Under these conditions, people rarely ever crush it. Instead, here’s how it usually plays out:
You waste a lot of time reading books and “researching” on the internet. You’re looking for the perfect program and after precious days, weeks, months of inaction, you finally find it. Hurray!
You create a massive, all-encompassing, awe-inspiring action plan and begin to implement it. Out of the gate, you’re a total champ. You’re 100% disciplined and committed. Nothing can stand in your way. Cue the Rocky training montage.
After a few weeks, maybe a month, you notice tension developing. At work, at home, in your relationships – something’s happening. You’re having trouble sticking to the program you created. You lower your head and tell yourself, “It’s just for a little longer.”

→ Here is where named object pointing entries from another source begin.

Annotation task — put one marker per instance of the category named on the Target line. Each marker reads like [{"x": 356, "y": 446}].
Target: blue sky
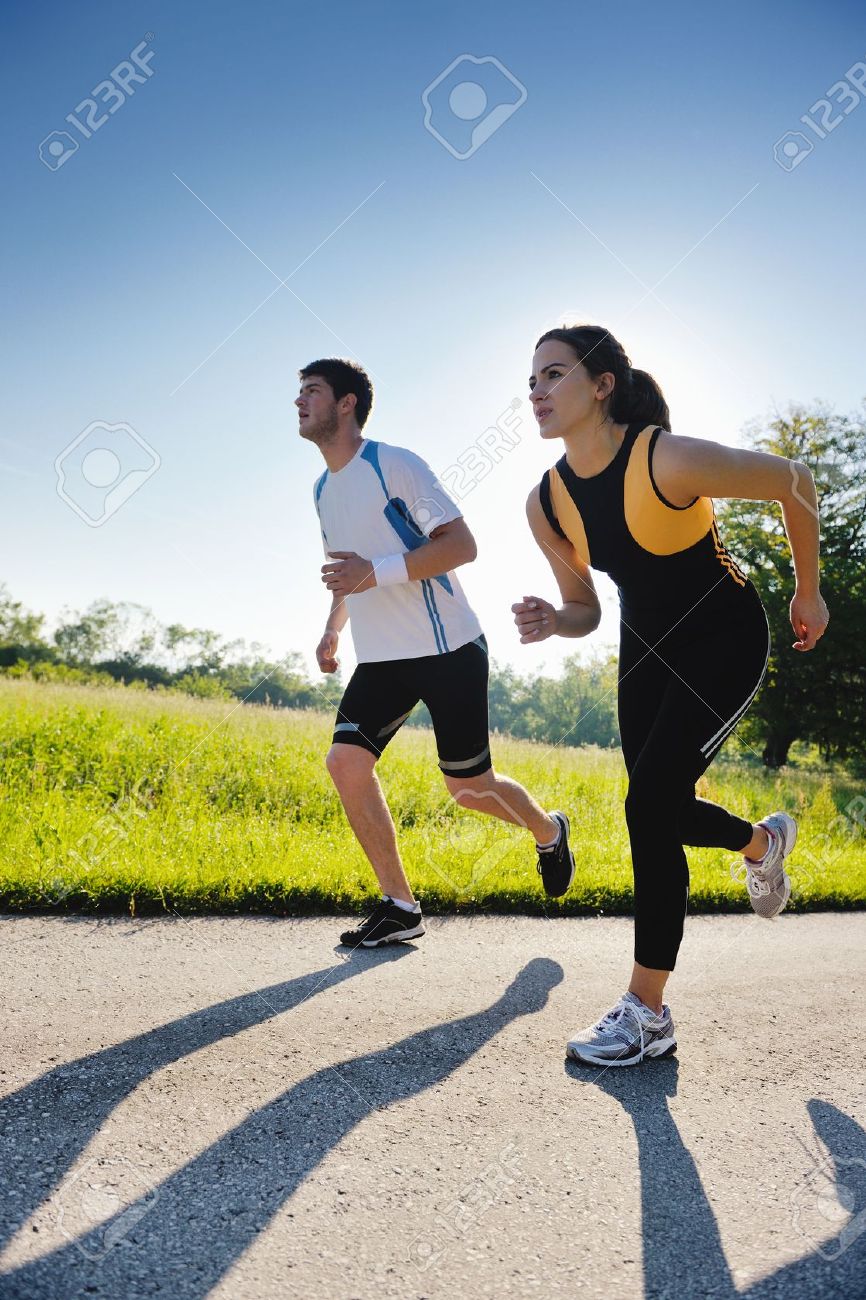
[{"x": 642, "y": 154}]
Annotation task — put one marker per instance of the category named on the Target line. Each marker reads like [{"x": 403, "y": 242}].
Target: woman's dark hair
[
  {"x": 343, "y": 377},
  {"x": 636, "y": 395}
]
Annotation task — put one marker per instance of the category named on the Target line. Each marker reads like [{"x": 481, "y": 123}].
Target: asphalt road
[{"x": 237, "y": 1108}]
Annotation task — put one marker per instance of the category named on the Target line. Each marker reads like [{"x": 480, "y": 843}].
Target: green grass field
[{"x": 117, "y": 800}]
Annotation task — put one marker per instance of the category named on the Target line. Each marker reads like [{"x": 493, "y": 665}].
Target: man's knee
[
  {"x": 470, "y": 791},
  {"x": 349, "y": 763}
]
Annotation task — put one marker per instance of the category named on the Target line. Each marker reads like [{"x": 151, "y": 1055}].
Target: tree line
[{"x": 818, "y": 698}]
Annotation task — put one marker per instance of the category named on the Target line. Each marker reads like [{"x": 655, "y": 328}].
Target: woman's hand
[
  {"x": 536, "y": 619},
  {"x": 809, "y": 618}
]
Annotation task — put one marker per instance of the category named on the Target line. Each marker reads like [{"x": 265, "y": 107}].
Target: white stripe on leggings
[{"x": 726, "y": 728}]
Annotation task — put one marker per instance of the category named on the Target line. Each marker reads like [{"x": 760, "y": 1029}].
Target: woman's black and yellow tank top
[{"x": 619, "y": 521}]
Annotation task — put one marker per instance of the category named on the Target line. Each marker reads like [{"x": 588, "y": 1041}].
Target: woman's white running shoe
[
  {"x": 626, "y": 1035},
  {"x": 767, "y": 882}
]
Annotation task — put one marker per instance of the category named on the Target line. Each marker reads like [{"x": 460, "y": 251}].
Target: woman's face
[{"x": 563, "y": 393}]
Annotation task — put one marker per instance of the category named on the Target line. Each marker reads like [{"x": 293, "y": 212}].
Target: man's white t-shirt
[{"x": 386, "y": 501}]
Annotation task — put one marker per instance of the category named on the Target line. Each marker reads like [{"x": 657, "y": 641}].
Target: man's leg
[
  {"x": 377, "y": 700},
  {"x": 505, "y": 798},
  {"x": 353, "y": 772}
]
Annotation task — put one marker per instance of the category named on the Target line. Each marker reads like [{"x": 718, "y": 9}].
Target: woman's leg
[{"x": 710, "y": 683}]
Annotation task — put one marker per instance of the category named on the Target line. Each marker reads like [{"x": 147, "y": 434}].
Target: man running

By now, you’re either panicking or have succumbed to apathy. Your self-talk is on the decline. “I guess I’m not cut out for this. Maybe other people can do it, but they must not have a life. Me, I’ve got a job, a family, responsibilities. This is impossible.”
You can’t figure out what’s going wrong. Eventually, something’s got to give. The quest ends prematurely. (Or, in some radical cases, it doesn’t end, and you end up jobless and homeless, living in an old VW bus in Santa Monica, California.)
The sad truth is that it never had to happen this way. If you had taken the smallest, simplest action step available to you – even if it wasn’t the “perfect” one – you could have built some positive momentum. You could have built this new change into your life.
That applies to everything we do in the fitness biz. If you aren’t training at all, it’s better to start training now, rather than wait for the perfect program. You don’t have to wait for the perfect meal plan to start eating better. You can do that now. My favorite emails from readers are the ones that tell me they look forward to starting the program in the latest book, as soon as they finish the program they’re on now.
So what about you? Have you tried fasting? If so, did it work better than something else? Worse? About the same?